There are various factors which trigger PA either by stressing the gland (e. g. myocardial infarction, surgery, anticoagulant drugs) or by bringing fluctuations in blood pressure. Historically, Van Wagenen has reported the first two cases of post-traumatic pituitary apoplexy in 1932 [7]. D. Billeci et al. (2017) in their article highlighted the rarity of post-traumatic PA in adenomas. There were only thirteen patients with pituitary adenoma, including their case, which developed apoplexy. All patients had sustained varying degrees of head injury [7]. There have been few citations of pituitary apoplexy following lumbar fusion surgery and spinal anaesthesia [8, 9].
Probably this is the first case in literature, where there is complete radiological resolution of a giant pituitary adenoma secondary to SCI. Here in this case, the probable mechanism of tumor apoplexy might be systemic hypotension secondary to spinal shock.
Conclusion
Though statistically rare, but like indexed case, even non-functional giant pituitary adenomas develop apoplectic transformation after a systemic insult.

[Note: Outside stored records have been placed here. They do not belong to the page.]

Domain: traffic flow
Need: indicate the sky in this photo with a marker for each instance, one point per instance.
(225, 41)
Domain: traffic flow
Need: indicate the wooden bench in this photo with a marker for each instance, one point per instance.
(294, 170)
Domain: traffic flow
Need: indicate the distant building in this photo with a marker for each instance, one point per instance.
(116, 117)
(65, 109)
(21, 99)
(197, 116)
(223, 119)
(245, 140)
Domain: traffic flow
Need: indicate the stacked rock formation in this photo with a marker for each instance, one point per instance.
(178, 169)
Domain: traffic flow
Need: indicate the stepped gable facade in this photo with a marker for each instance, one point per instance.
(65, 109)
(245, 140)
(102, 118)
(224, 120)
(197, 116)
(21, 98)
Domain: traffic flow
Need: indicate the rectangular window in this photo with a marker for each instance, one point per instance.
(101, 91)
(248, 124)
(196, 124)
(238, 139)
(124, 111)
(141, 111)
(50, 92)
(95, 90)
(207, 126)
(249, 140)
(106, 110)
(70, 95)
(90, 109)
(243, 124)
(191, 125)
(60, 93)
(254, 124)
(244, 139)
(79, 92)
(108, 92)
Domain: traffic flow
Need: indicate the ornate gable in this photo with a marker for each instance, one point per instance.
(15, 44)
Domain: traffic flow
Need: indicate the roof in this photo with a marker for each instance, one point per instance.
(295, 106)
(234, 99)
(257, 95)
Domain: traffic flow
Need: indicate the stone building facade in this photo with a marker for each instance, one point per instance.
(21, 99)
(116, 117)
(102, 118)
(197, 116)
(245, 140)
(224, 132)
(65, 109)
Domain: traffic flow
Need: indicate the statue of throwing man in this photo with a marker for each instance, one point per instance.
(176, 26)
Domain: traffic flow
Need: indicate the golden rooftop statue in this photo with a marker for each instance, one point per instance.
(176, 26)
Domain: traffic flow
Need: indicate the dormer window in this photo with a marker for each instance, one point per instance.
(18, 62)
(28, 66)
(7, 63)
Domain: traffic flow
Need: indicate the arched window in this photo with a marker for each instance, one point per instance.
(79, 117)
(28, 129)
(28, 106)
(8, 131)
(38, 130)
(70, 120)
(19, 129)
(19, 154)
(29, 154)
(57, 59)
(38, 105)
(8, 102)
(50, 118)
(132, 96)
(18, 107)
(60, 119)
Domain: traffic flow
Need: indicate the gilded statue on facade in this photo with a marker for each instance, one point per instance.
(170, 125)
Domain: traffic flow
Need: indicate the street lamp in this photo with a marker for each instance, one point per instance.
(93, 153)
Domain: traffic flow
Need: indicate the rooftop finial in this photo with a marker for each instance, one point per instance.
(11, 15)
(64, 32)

Considering the potential fatality of apoplexy, authors suggest that all diagnosed patients with pituitary tumor should be screened for intra-tumoral hemorrhage following any trauma, even if asymptomatic at presentation.
Funding: The authors declare no funding. Conflict of interest: The authors declare no conflict of interest. Compliance with ethical principles: Study was in compliance with the ethical standards developed in accordance with the World Medical Association Declaration of Helsinki «Ethical Principles for Medical Research Involving Human Subjects», as amended in 2000. Author contributions: All authors confirm the authorship according to the international criteria of ICMJE (all authors have made substantial contributions to the conception, design, conduct of the study, and preparation of the manuscript, have read and ap-proved the final version for publication).